Synthesis and biological activity of new potential agonists for the human adenosine A2A receptor
Bosch, M. Pilar,Campos, Francisco,Niubó, Itziar,Rosell, Gloria,Díaz, J. Luis,Brea,Loza, M. Isabel,Guerrero, Angel
, p. 4041 - 4053 (2007/10/03)
New adenosine derivatives have been synthesized and tested as putative agonists of adenosine receptors. Compounds 2-6 derive from the introduction of several types of substituents (electron donating, electron withdrawing, and halogens) in the para-position of the phenyl ring of the parent compound 1, and compound 7 lacks the hydroxyl group of amino alcohol 1. In radioligand binding assays using recombinant human A1, A2A, A2B, and A3 receptors, all compounds showed very low or negligible affinity for A1 and A2B receptors but compounds 3, 5, and 7 displayed a remarkably potent affinity for the A2A receptor with Ki values of 1-5 nM. Bromo derivative 3 displayed a selectivity A1/A2A = 62 and A3/A2A = 16 whereas the presence of a hydroxyl group (compound 5) improved the selectivity of A 1/A2A and A3/A2A to 120- and 28-fold, respectively. When the methoxy derivative 4 lacks the hydroxyl group on the side chain (compound 7), the binding affinity for A2A is increased to 1 nM, improving selectivity ratios to 356- and 100-fold against A1 and A3, respectively.
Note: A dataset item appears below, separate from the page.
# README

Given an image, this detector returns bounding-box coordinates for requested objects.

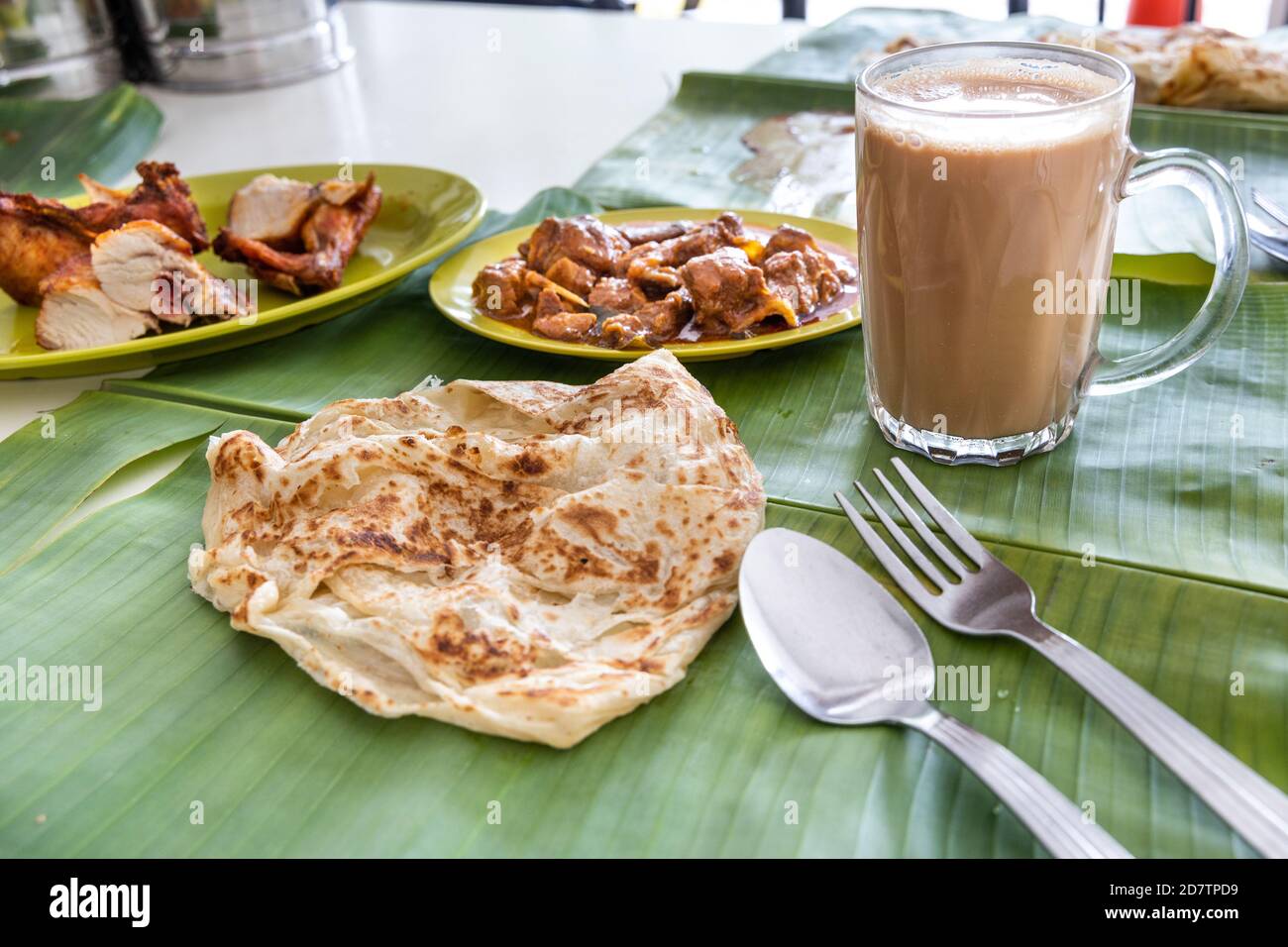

In Chinese hamster ovary cells transfected with human A2A and A2B receptors, most compounds showed a remarkable activity for the A2A receptor, except chloro derivative 2, with EC50 values ranging from 1.4 to 8.8 nM. The compounds behaved as good A2A agonists, and all were more selective than 5′-(N-ethylcarboxamino)adenosine (NECA), with A2B/A 2A ratios of cAMP accumulation ranging from 48 for compound 2 to 666 for compound 7 while the corresponding A2B/A2A ratio for NECA was only 9. Compounds 1, 3, 5, and 7 also displayed higher selectivities than NECA up to 100-fold in isolated aortas of rat and guinea pig. In guinea pig tracheal rings precontracted by carbachol, compounds 2 and 4 were more potent than adenosine (100-fold) and NECA (10-fold), whereas compounds I and 7 displayed similar effects to NECA. Pretreatment of the tracheal rings with A2, A2A, and A2B receptor antagonists 3,7-dimethyl-L-propargylxanthine, 8-(3-chlorostyryl)caffeine, and alloxazine produced a marked inhibition of the tracheal relaxations induced by compounds 1, 2, and 4, but none of the compounds showed selectivity toward any of the adenosine receptors.